His successor, President Quincy, remarks of him: "Possessing talents of a high order, which he had diligently cultivated, enjoying the friendship and confidence of many of the most influential and eminent men among his contemporaries, combining great sagacity with great knowledge of human nature, he conducted this seminary for a succession of years prosperously and with great popularity. Under his auspices, the standard necessary for obtaining admission to its privileges was raised, its literary character elevated, the general sphere of its usefulness extended, and great improvements effected;" and Dr. Young, his successor in the pastoral care of the New South Church, says of him, in his highly graphic biography, of which a divine of another sect said he did not see how it could be better written, "What style shall I set forth of this excellent man, to whom I never came but I grew stronger in moral virtue, from whom I never went but I parted better instructed? If I speak much, it were not to be marvelled; if I speak frankly, it is not to be blamed; and though I speak partially, it were to be pardoned."

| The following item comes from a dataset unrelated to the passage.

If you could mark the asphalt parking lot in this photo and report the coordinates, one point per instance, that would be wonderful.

The preaching of Kirkland was of the same character with his conversation, says Young. It was sententious, and full of apothegms. There was not much visible logic or induction in his discourses. The description which he gives of Fisher Ames' writings is strikingly applicable to his own. When the result of his researches was exhibited in discourse, the steps of a logical process were in some measure concealed by the coloring of rhetoric. It was the prerogative of his mind to discern by a glance, so rapid as to seem intuition, those truths which common capacities struggle hard to comprehend. His style is conspicuous for sententious brevity, for antithesis and point. Single ideas appear with so much lustre and prominence, that

the connection of the several parts of his discourse is not always obvious to the common mind, and the aggregate impression of the composition is not always completely obtained. His learning seldom appeared as such, but was interwoven with his thoughts, and became his own.

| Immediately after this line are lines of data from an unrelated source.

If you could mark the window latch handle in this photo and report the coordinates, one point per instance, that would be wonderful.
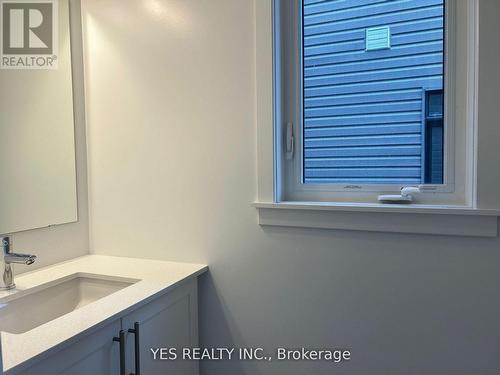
(289, 141)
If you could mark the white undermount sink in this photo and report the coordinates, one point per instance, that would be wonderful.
(28, 309)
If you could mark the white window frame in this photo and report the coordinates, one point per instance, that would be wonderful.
(460, 53)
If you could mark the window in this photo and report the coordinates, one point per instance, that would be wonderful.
(366, 99)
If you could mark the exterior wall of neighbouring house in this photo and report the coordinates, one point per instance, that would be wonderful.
(364, 115)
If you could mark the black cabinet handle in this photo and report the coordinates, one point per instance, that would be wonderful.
(137, 346)
(121, 340)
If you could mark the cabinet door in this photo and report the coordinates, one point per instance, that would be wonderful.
(170, 321)
(95, 354)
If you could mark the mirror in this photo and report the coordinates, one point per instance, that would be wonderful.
(37, 140)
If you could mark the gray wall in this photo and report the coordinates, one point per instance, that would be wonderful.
(172, 172)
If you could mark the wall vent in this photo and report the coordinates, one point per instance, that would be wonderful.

There was little apparent method, arrangement or connection, in Dr. Kirkland's preaching; so that it was not uncommon for him to bring into the pulpit half a dozen sermons or more, and, on the instant, construct a new sermon as he went along, turning the leaves backwards and forwards, and connecting them together by the thread of his extemporaneous discourse. These scattered leaves resembled those of the Sybil, not only in their confusion, causing many to marvel how he could marshal and manage them so adroitly, but also in their hidden wisdom, and in the fact that when two-thirds of what he had thus brought into the pulpit was omitted, thrown by, as unworthy of delivery, the remaining third, which he uttered, was more precious than the entire pile of manuscript, containing, as it did, the spirit and essence, the condensed and concentrated wisdom, of the whole.

Condensation, indeed, continues Dr. Young, was his crowning faculty. It was here, especially, that he manifested the supremacy of his intellect. He always spoke from a crowded and overflowing mind. Although he said so much, you felt that there was much more behind unsaid. He poured himself forth into a full stream of thought, which evidently flowed from a living and inexhaustible fountain. Chief Justice Parsons used to say that Dr. Kirkland put more thought into one sermon than other ministers did into five. And how much weight and wisdom were there even in single sentences of his writings, as when, in his Life of Fisher Ames, he says, "He did not need the smart of guilt to make him virtuous, nor the regret of folly to make him wise;" and when, in the same work, he says, "The admission of danger implies duty; and many refuse to be alarmed, because they wish to be at ease." Such was his wonderful and accurate knowledge of human nature, and his clear insight into the springs of human action, that sometimes, when I have heard Kirkland preach, it seemed to me that he had actually got his hand into my bosom, and that I could feel him moving it about, and inserting his fingers into all the interstices and crevices of my heart. According to Dr. Palfrey, there were twelve hundred graduates of Harvard College who enjoyed his care, having been, at the period of his decease, nearly one quarter part of the whole that had been educated at that institution.